Illegal Deer Feeding Rankles Residents In West Ellicott
The illegal feeding of deer in the town of Ellicott has attracted both other unwanted wildlife and the attention of the state Department of Environmental Conservation.
Three residents of Price Avenue went before the Ellicott Town Board in August to voice concerns over the feeding and to request that the town intervene.
One resident spoke to town board member Robert White about the problem, stating that neighbors were leaving food for wildlife and then “blowing the feces off of his yard and onto the neighbors,” according to minutes of the meeting posted by the town. The resident said the neighbors were “infringing upon their rights to enjoy their property.”
Another Price Avenue resident said the property in question was “completely infested by rodents.” The resident also stated that a skunk had found its way into her home, requiring her to replace living room furniture.
“There are times they cannot get out of their cars because of the skunks,” minutes of the August town board meeting read.
A woman also told board members that her dog had been sprayed by skunks three times. The woman said the neighbor feeding the deer was replenishing the food at night.
Town Supervisor Janet Bowman acknowledged the concerns raised by homeowners. “There’s a house on Price putting food out for deer, putting it on the ground,” Bowman said in a phone interview last week, later adding, “It’s not a safe situation.”

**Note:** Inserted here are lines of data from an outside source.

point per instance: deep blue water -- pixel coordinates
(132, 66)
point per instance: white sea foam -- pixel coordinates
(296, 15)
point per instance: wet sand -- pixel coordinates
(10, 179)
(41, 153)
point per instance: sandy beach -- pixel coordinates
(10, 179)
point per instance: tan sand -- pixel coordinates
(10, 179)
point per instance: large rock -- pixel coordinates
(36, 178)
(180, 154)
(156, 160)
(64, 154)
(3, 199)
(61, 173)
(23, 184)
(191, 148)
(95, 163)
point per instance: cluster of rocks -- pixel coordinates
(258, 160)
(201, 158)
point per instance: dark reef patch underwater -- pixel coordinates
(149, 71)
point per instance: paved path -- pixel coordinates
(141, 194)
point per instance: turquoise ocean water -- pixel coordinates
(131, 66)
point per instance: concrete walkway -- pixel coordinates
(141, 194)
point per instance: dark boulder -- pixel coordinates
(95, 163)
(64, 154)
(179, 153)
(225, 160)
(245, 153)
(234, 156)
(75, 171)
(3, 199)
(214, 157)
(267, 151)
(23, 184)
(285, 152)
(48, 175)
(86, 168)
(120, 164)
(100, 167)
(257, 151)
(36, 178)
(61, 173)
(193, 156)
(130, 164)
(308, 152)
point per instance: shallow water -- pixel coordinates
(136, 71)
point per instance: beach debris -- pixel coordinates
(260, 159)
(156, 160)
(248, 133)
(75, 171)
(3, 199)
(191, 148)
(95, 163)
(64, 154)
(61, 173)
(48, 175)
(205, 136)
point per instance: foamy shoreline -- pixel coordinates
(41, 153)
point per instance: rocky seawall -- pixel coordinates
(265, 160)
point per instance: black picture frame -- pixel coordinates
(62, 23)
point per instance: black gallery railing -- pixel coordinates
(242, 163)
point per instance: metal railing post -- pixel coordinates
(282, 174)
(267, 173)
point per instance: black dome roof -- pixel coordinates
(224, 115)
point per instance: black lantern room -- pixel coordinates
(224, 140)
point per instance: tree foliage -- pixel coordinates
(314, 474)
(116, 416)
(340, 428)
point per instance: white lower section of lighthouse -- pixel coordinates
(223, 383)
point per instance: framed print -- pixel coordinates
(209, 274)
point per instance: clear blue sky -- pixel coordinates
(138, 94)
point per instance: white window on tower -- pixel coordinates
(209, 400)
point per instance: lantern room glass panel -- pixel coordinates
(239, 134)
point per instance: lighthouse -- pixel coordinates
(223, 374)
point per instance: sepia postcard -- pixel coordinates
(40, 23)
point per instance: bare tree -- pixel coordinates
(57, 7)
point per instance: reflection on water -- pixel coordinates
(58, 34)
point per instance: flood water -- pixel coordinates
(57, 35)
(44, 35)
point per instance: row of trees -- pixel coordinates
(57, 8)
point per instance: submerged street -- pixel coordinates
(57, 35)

A state DEC spokesman said the department’s Division of Law Enforcement has received reports of deer feeding on Price Avenue in West Ellicott; however, he said no formal complaints have been filed.
The spokesman said the DEC also received an email from White that included photographs taken in late winter or spring of deer eating bird seed off of a lawn. The department followed up by sending the owner of the property a warning letter.
“Intentionally feeding deer is illegal in New York state,” the spokesman said. “Incidental feeding is also illegal after a written DEC warning has been issued.
“Supplemental feeding can negatively affect deer behavior, leading to increased social conflict among deer, habituation of deer to human presence, and alteration of migratory movements to critical wintering areas. Importantly, supplemental feeding can increase deer populations above ecologically sustainable levels, resulting in significant harm to local biodiversity and forest health.”
The feeding of deer isn’t the only animal-related complaint to come before the town board this year. In June, two residents of Delaware Avenue near Falconer asked for the town’s assistance in dealing with a loud domesticated bird.
Ellicott Police Chief William Ohnmeiss said the only way officers can assist is if the town board revised the language in the dog control law to include all domesticated animals.